Maka ia pun memberanikan diri untuk mendaftar, dan hanya berbekal satu tekad
yaitu niat kuat untuk kuliah. Ia ikuti semua prosedur yang ada, hingga ia
berjalan kesana kemari untuk mengurusi semua tahapan yang ada, padahal ia belum
tahu tempat-tempat yang ia datangi, namun berbekal niat yang kuat ia langkahkan
kaki melawan kerasnya hidup ini, hingga ia lupa satu hal, restu ibunya. Karena
keegoisannya untuk kuliah ia mengabaikan ibunya, acuh atas kekhawatiran orang tuanya,
dan tak menghiraukan setiap air mata yang keluar dari mata ibunya setiap kali
ia ingat anaknya. Maka di saat ia akan berangkat menuntut ilmu ke luar negeri,
pecah sudah kegundahan hatinya. Tak ingin ia menyaakiti hati ibunya, belum siap
pemuda ini meninggalkan keluarganya, dan tak ingin ia jadi anak durhaka. Maka
ia batalkan semua niat dia, mimpi dia, harapan dia dan cita-cita dia untuk
kuliah tahun itu juga. Ia korbankan dan ia pendam dalam-dalam niat untuk
kuliah, ia kubur dengan rasa perih dan sakit hatinya. Keinginan dia untuk
kuliah tahun itu pun sirna, ia hanya termenung dalam diam. Membakar semua
mimpi-mimpi yang dulu pernah ia tulis, merobek semua catatan rencananya yang
telah ia bangun dan mengubur semua nadzar yang telah ia panjatkan.
*****
Senyum
tersinggung dalam bibirnya, sungguh dia selalu saja ingin mentertawakan dirinya
kala itu, mentertawakn semua kejadian di masa lalu. Sungguh baginya itu adalah
masa yang paling berat, masa di mana ia bertarung antara keinginan dan realita,
antara mimpi dan kenyataan dan antara niatan diri dan takdir Tuhan. Ia ingat
sekali setelah ia membatalkan diri untuk berangkat ke luar negeri, maka itu
adalah akhir dari semua harapan dia untuk kuliah tahun itu, dan ia harus
menunggu satu tahun kemudian untuk mencoba lagi. Maka waktu satu tahun itu
adalah masa yang paling kelam dalam hidupnya, masa yang paling berat dan masa
yang tak dia inginkan. Ia seperti orang linglung, seperti orang yang tak
memiliki lagi keinginan untuk hidup dan itu adalah titik terendah dalam
hidupnya.
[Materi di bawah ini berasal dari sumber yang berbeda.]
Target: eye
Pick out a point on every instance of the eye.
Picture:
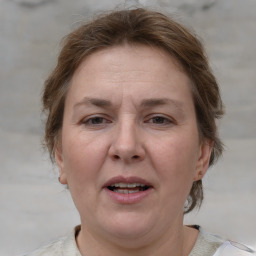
(160, 120)
(95, 121)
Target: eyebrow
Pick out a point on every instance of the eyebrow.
(93, 101)
(161, 101)
(146, 103)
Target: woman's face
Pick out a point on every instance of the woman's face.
(130, 149)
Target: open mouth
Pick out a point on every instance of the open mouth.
(128, 188)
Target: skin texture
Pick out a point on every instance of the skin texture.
(144, 125)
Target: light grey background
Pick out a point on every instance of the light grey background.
(34, 208)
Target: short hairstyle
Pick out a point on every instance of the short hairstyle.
(138, 26)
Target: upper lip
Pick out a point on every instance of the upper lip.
(132, 179)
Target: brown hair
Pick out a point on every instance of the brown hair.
(144, 27)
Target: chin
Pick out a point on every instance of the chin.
(129, 225)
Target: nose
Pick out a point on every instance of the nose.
(127, 144)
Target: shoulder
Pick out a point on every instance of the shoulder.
(52, 249)
(230, 248)
(65, 246)
(213, 245)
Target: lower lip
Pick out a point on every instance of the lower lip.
(131, 198)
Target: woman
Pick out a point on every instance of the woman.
(131, 106)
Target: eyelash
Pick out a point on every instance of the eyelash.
(101, 121)
(164, 120)
(89, 121)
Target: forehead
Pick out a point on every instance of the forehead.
(137, 70)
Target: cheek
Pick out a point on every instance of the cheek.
(83, 156)
(175, 158)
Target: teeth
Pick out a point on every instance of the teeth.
(127, 185)
(122, 191)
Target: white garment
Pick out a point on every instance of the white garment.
(67, 247)
(229, 248)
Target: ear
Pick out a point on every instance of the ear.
(60, 164)
(204, 155)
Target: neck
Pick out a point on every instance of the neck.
(175, 242)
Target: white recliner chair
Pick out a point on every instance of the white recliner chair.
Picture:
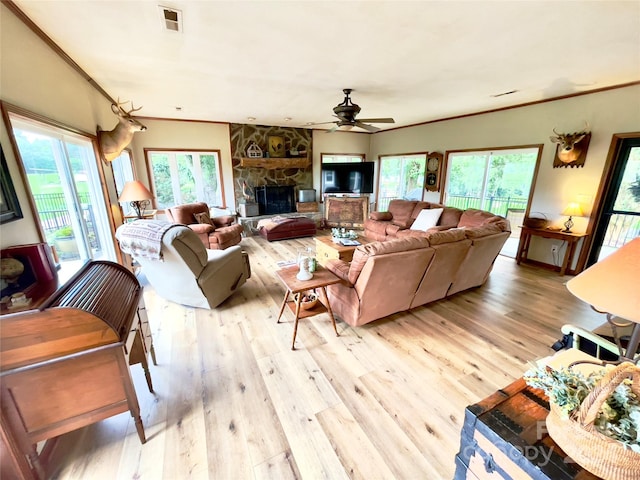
(190, 274)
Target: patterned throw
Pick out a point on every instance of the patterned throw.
(143, 238)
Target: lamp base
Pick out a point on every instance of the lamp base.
(567, 225)
(139, 206)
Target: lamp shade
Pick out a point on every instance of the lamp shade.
(134, 191)
(573, 210)
(611, 285)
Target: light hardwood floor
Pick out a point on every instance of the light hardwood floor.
(385, 400)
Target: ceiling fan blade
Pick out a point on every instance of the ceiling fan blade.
(320, 123)
(368, 128)
(377, 120)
Betapa besar niatnya untuk kuliah namun semesta tidak mendukungnya.
Maka
satu tahun ia habiskan dengan kesibukan bekerja, bekerja apapun dan dimanapun.
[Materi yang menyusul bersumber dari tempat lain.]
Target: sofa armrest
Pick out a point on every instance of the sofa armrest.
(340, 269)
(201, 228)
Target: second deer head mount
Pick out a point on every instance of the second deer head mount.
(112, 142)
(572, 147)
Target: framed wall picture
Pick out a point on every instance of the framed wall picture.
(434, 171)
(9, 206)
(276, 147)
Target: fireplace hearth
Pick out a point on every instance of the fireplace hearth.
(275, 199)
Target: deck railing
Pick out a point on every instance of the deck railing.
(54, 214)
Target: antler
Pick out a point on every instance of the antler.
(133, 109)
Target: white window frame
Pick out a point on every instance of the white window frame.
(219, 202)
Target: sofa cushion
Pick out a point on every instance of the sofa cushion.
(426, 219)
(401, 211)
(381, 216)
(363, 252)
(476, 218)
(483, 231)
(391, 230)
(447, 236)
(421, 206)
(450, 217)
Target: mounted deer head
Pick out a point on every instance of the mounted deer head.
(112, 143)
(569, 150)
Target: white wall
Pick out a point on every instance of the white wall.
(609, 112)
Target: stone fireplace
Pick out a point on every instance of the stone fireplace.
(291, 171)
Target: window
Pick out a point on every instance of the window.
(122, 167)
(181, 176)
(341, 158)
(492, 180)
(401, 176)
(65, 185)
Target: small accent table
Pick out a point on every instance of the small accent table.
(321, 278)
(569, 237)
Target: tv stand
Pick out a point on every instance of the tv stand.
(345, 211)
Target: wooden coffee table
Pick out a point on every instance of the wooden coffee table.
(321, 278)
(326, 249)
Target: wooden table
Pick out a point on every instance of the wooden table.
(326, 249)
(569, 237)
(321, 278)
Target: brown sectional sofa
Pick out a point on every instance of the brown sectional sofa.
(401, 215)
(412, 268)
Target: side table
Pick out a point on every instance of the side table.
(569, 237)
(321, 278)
Ia mencari ke seluruh sudut kota, mencari selembar kertas yang tertempel dengan
tulisan “Dibutuhkan seorang karyawan” atau kata-kata yang ia bisa datangi dan
ia bisa menawarkan diri. Mencari kesibukan untuk menghilangkan rasa sedihnya,
mencari kegiatan untuk menghapus air matanya, dan mencari sebuah tempat untuk
melupakan semua keinginannya.
Sering
kali ia berteria-teriak sendiri tak jelas maksudnya, termenung dibelakang
rumah, dan berdiam diri di depan televisi hingga orang tuanya tak mampu untuk
melihatnya. Ia ingin menghilangkan rasa sakit ini namun itu tidak bisa
dihilangkan.
Ia
pun terus mencari pekerjaan, ia langkahkan kaki setiap hari untuk pergi ke
kota, mencari pekerjaan, bukan untuk mendapatkaan uang tapi untuk menghilangkan
kekecewaan dalam hatinya. Beban ini lebih berat dari pada diputus cinta kawan,
sungguh.
Maka
ia dapatkan pekerjaan sebagai penjaga warnet dengan bayaraan hanya tiga belas
ribu rupiah setiap hari. Baru saja ia bekerja satu minggu di sana, ketika
pulang malam ia ditodong preman dan dihajar masa oleh preman kampung tetangga
sebelah. Sungguh ironi, malam hari dengan segala kesedihan yang ia miliki, ia
dihantam bogem-bogem preman yang tak tahu diri, namun satu hal ia tak merasa
sakit, lebih sakit hatinya saat ini dari pada pukulan mereka.
Maka
orang tuanya melarang ia untuk bekerja disana, namun pemuda itu tetap ngotot dan
ingin tetap bekerja untuk melupakan kesedihannya. Maka ia pun merantau ke kota
besar untuk mencari pekerjaan, untuk melupakan kesedihannya. Namun ironi,
disana ia pun mendapatkan pekerjaan yang diluar dugaannya. Menjadi penjaga toko
milik orang cina, namun sayang ia tak boleh menginggalkan toko untuk sholat
jumat, maka ia gadaikan sholat jumat dia. Rasa dihatinya pun semakin menjadi,
baru tahu benar susuahnya mencari uang, berat sekali tantangan hidup ini. Ia
hanya bertahan selama satu bulan disana, karena ia tak ingin ia gadaikan
agamanya hanya untuk dunia.
Ia
kembali lagi kerumahnya, membenahi diri untuk menyiapkan segala hal untuk
bertarung mendapatkan kursi di perguruan tinggi impiannya. Niatnya masih
sangatlah besar, bahkan mengalahkan besarnya Gunung Mahameru yang ada di Jawa.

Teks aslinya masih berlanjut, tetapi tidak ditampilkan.